Bullying is a form of bigotry where a person or a group of people are cast out and made to be the "other" just for being who they are. In doing so, it makes it easier for a mob mentality to take over because of the fear of being cast out like the current victim. The sense of separation or difference is a recurrent theme in history and literature, normally seen as a societal institution. What is happening with students today is not a segregation ruled by a set of laws, but rather by a set of cultural assumptions. These assumptions can be so quiet that they go almost unnoticed to many, where a careless joke or a snap judgment seems harmless and free of malice.
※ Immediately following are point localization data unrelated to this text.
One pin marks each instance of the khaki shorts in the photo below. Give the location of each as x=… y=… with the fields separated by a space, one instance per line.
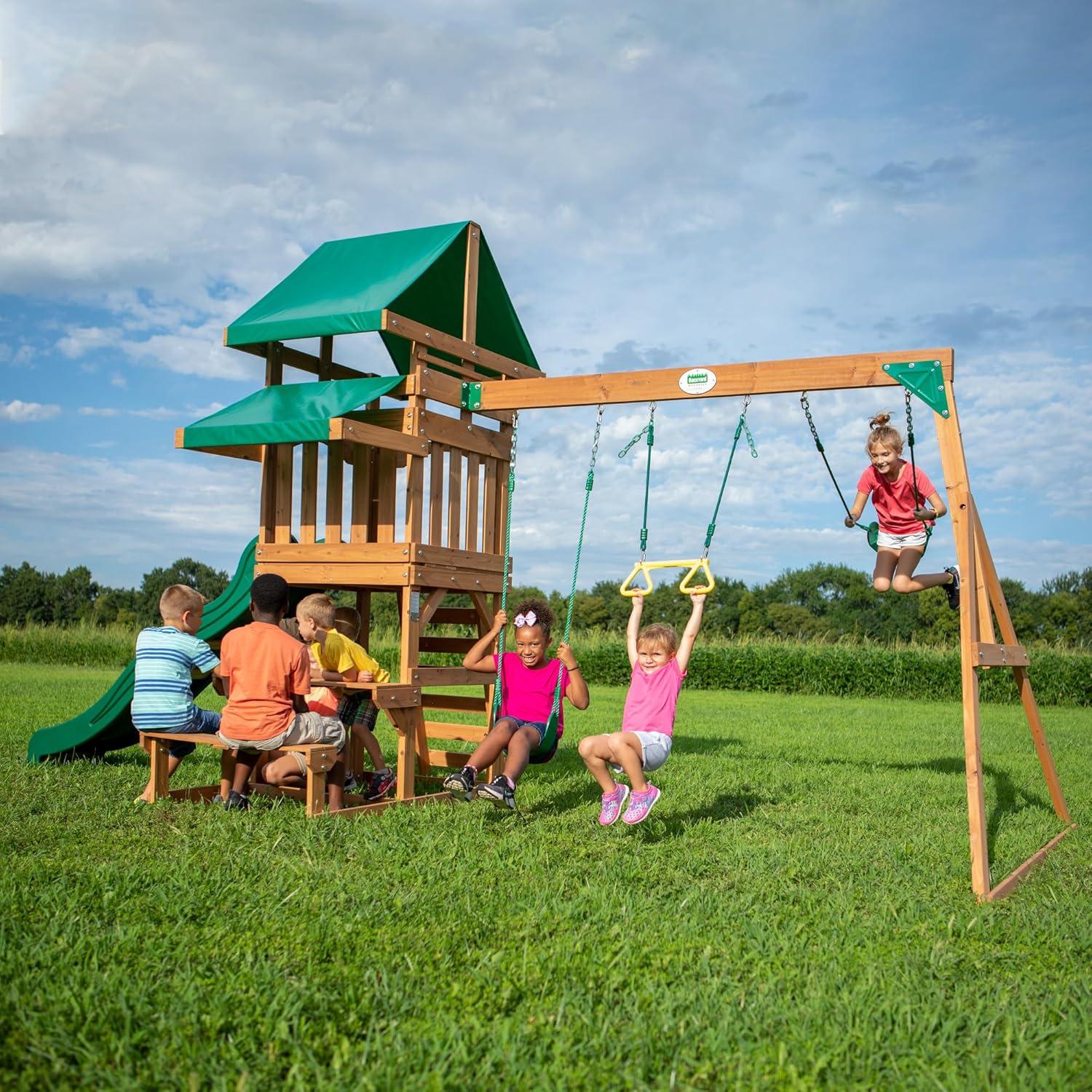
x=306 y=729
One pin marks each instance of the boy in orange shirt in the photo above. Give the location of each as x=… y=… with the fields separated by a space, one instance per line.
x=266 y=675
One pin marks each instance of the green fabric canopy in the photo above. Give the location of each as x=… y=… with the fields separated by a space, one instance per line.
x=344 y=285
x=290 y=413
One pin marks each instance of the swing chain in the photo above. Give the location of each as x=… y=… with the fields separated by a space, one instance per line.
x=646 y=432
x=812 y=424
Often what is seen is the eruption. It is the hallway fight, everyday fear, or suicide attempt. The relentless verbal and physical abuse permeates into the fulfillment of happiness. Cultural values spoken in words and written on pages teach us that all people are created equal, and all should have access to the freedom of opportunity, but is this the assumption? When a student is made to feel as the "other" there is a direct limitation on his or her education and social standing. They are made to feel that they do not belong, that there are different rules for them, and live in fear. The victim of bullying cannot cash in the daily promissory note for the amount of inalienable freedom they deserve.
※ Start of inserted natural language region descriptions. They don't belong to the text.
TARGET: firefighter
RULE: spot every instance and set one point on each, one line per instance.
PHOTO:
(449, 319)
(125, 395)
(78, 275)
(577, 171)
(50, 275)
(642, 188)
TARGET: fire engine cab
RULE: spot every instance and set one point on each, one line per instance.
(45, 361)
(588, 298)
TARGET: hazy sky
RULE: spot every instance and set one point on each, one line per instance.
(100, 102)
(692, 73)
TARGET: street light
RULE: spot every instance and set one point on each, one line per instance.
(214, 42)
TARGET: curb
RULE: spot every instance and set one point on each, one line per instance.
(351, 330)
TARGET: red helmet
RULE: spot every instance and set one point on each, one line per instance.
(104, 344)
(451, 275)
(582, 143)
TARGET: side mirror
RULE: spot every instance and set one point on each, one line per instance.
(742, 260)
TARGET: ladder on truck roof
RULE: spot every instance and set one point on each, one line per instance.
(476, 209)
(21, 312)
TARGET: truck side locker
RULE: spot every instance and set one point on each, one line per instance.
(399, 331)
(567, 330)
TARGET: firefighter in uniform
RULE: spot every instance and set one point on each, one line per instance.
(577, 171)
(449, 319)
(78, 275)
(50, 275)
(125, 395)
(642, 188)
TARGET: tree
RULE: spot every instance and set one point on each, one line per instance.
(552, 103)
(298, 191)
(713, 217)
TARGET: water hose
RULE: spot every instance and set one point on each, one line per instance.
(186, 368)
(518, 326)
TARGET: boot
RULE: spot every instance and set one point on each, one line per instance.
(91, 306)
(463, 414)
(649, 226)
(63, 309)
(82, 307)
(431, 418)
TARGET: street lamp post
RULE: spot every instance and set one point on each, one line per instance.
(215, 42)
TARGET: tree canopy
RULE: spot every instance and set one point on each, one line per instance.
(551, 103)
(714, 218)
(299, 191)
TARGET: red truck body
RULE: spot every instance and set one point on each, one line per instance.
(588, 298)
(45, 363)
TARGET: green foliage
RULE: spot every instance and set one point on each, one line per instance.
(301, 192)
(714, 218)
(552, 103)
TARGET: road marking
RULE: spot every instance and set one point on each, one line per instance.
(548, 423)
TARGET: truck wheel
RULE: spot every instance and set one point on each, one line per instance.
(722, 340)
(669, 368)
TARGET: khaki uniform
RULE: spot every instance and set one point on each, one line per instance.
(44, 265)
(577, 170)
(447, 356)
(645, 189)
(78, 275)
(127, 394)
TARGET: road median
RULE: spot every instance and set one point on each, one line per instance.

This is an identified injustice where more and more citizens are standing up and saying, "no more." It is a time to take direct action in the soul of each day in order to alter the silent cultural assumption that separating each other is a part of how society works. It is time to mature the common empathy that recognizes diversity as a source of prosperity, and confrontation as the root of stagnation. In the shadow of a dream, it is time broaden Martin Luther King Jr.'s core message on the segregated south and the slums of north into the lunch rooms, hallways, and social networks. It is a movement deep into a cultural disobedience where the flame of the bully is put out by denying the fuel of attention.
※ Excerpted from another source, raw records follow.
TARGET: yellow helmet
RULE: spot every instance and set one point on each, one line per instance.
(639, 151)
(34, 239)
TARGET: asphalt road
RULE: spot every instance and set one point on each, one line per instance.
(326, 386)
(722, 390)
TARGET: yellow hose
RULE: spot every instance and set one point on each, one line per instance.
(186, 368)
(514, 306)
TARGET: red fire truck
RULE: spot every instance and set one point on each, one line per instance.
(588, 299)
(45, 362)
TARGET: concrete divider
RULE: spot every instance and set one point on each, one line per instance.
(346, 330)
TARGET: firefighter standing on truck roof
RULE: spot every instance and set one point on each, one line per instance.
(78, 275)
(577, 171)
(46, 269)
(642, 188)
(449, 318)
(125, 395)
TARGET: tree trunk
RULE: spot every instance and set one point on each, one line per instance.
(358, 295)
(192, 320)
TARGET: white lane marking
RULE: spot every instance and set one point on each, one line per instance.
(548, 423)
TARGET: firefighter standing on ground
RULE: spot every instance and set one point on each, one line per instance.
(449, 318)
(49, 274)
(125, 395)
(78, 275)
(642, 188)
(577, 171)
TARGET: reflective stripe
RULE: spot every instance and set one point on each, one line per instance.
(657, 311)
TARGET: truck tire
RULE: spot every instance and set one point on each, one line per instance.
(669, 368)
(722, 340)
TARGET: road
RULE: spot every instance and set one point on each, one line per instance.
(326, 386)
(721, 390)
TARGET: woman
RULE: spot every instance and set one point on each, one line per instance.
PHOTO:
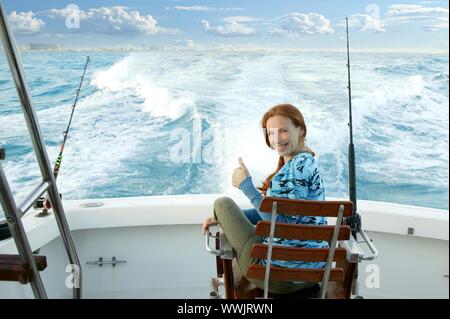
(296, 177)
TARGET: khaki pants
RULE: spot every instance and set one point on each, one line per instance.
(241, 235)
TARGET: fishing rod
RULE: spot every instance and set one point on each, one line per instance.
(66, 132)
(355, 220)
(43, 202)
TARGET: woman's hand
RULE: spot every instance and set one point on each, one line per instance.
(239, 174)
(210, 221)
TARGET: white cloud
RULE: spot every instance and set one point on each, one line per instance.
(232, 28)
(25, 23)
(300, 23)
(434, 18)
(365, 22)
(203, 8)
(240, 19)
(112, 20)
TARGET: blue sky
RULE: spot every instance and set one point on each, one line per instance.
(392, 25)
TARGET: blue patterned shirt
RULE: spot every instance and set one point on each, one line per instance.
(298, 179)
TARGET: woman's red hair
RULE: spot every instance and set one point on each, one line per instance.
(293, 113)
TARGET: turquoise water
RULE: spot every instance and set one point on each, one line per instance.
(135, 109)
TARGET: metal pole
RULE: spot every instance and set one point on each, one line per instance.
(19, 235)
(38, 141)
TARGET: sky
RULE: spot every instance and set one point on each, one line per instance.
(385, 25)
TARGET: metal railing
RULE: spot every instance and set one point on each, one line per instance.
(13, 212)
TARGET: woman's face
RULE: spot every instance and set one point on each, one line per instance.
(283, 135)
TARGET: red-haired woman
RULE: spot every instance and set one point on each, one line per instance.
(296, 177)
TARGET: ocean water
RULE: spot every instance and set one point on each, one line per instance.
(161, 123)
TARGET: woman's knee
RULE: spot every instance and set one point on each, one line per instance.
(222, 206)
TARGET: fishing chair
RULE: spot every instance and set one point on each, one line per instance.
(335, 281)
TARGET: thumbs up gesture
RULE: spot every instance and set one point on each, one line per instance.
(239, 174)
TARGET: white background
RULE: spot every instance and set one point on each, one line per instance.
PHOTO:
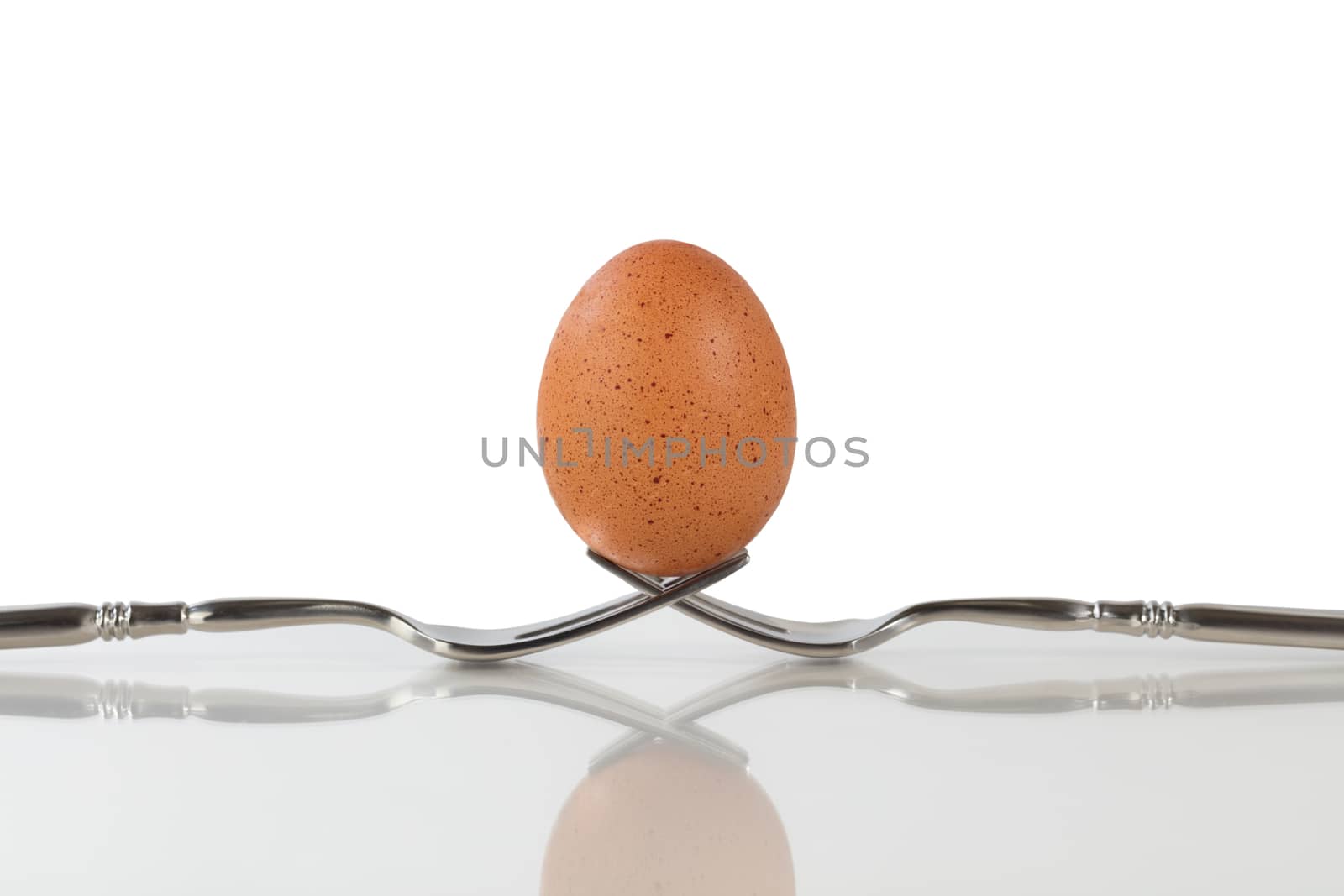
(269, 271)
It is a lot to ask of a teenager to be an individual and not hide in the nook of a clique or as a faceless member of a crowd. In fact, it feels uneasy, even for adults, to appeal to the truth they know in the intense recesses of the heart. Yet there must be a reinvention of direct action. It may not be the spinning wheel of Gandhi or the rallies of King, but it can be done with the exact weapon of the bully. Social acceptability is how the bully defines one to be an "other" and how the freedom fighter reduces alienation. Direct action on this front asks you to be your own personality, and to recognize people not as groups, but as individuals equal in the evaluation of human rights.